Shell recipes

In order to automate certain operations, DSS provides a “Shell” recipe which executes a script in the shell.

Parameters to the script

No parameter to the script can be passed on the command line, but DSS sets up a handful of environment variables prior to running the script:

  • Usual flow variables : input and output partitioning info Partitioning variables substitutions
  • for each input and output dataset : identifier, and when relevant, filesystem path or jdbc url. Variables named “DKU_INPUT...” and “DKU_OUTPUT...” correspond to the inputs and outputs respectively. The (zero-based) index of the input or output in the list of inputs or outputs to the recipe is passed in the environment variable name. For example, “DKU_INPUT_1_DATASET_ID” will contain the identifier of the second input to the recipe

The list of all variables given by DSS to the script is accessible in the “Variables” tab next to the script pane.
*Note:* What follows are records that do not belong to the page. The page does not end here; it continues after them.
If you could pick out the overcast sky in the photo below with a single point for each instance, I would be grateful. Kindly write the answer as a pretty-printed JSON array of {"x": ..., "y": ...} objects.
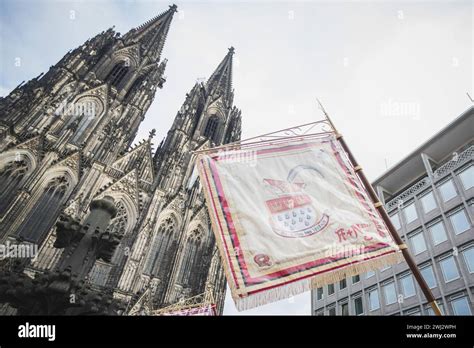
[{"x": 391, "y": 74}]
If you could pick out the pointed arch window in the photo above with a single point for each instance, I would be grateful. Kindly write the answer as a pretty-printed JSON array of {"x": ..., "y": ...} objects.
[
  {"x": 44, "y": 213},
  {"x": 211, "y": 127},
  {"x": 192, "y": 256},
  {"x": 102, "y": 274},
  {"x": 11, "y": 177},
  {"x": 117, "y": 73},
  {"x": 230, "y": 131},
  {"x": 162, "y": 251}
]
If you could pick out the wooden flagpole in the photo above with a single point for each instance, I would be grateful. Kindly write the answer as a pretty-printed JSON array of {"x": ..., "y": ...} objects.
[{"x": 383, "y": 213}]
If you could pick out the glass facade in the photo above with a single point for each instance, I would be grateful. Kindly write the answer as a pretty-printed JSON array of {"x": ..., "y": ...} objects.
[
  {"x": 438, "y": 233},
  {"x": 407, "y": 285},
  {"x": 436, "y": 222},
  {"x": 459, "y": 222},
  {"x": 417, "y": 242},
  {"x": 447, "y": 190},
  {"x": 467, "y": 178},
  {"x": 390, "y": 293},
  {"x": 374, "y": 302},
  {"x": 468, "y": 255},
  {"x": 461, "y": 306},
  {"x": 428, "y": 275},
  {"x": 449, "y": 268},
  {"x": 428, "y": 202},
  {"x": 410, "y": 213}
]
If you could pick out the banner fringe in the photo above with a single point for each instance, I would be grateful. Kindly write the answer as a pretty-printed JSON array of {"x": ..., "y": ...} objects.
[{"x": 316, "y": 281}]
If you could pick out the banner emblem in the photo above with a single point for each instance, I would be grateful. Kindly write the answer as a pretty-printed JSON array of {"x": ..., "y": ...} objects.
[{"x": 292, "y": 214}]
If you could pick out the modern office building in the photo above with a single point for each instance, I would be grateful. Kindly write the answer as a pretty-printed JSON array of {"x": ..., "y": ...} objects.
[{"x": 429, "y": 196}]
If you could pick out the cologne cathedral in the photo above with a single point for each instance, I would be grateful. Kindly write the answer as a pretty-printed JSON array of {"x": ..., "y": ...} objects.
[{"x": 66, "y": 141}]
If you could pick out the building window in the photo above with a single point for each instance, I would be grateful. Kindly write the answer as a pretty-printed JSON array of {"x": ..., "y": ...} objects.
[
  {"x": 211, "y": 127},
  {"x": 410, "y": 213},
  {"x": 428, "y": 275},
  {"x": 450, "y": 271},
  {"x": 459, "y": 222},
  {"x": 374, "y": 302},
  {"x": 117, "y": 74},
  {"x": 395, "y": 221},
  {"x": 461, "y": 306},
  {"x": 408, "y": 287},
  {"x": 413, "y": 312},
  {"x": 467, "y": 178},
  {"x": 448, "y": 191},
  {"x": 358, "y": 307},
  {"x": 342, "y": 284},
  {"x": 345, "y": 308},
  {"x": 319, "y": 293},
  {"x": 428, "y": 202},
  {"x": 468, "y": 255},
  {"x": 389, "y": 293},
  {"x": 417, "y": 242},
  {"x": 369, "y": 274},
  {"x": 438, "y": 233},
  {"x": 430, "y": 310}
]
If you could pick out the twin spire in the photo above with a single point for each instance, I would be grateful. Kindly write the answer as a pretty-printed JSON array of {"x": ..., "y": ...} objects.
[
  {"x": 220, "y": 82},
  {"x": 152, "y": 34}
]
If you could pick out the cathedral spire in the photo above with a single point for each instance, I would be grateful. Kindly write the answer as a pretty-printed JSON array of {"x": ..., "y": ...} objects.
[
  {"x": 152, "y": 34},
  {"x": 220, "y": 82}
]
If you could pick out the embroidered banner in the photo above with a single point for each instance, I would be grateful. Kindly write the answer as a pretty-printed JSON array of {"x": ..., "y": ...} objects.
[{"x": 288, "y": 218}]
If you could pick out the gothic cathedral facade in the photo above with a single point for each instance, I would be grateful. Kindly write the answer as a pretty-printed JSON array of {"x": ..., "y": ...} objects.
[{"x": 66, "y": 139}]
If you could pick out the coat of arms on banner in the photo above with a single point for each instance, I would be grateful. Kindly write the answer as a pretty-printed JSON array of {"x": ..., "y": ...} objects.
[
  {"x": 292, "y": 213},
  {"x": 297, "y": 219}
]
Piping a dataset in and out

DSS allows for one of the input datasets to be piped in the script, via the standard input. This dataset can be selected in the dropdown over the code pane. The data is sent as tab-separated CSV.

Likewise, DSS allows for the standard output of the script to be piped out into one output dataset, again selected with the dropdown over the code pane. This functionality can be used for example to report information in the script and have this information stored in a dataset in DSS. The data is expected as tab-separated CSV. When “auto-infer schema” is checked, the schema of the piped out dataset will be overwritten with columns inferred from the first line of the script output.

Executed binary

By default, the script is run on the standard sh binary. A different binary can be set on the “Advanced” tab, or using a shebang.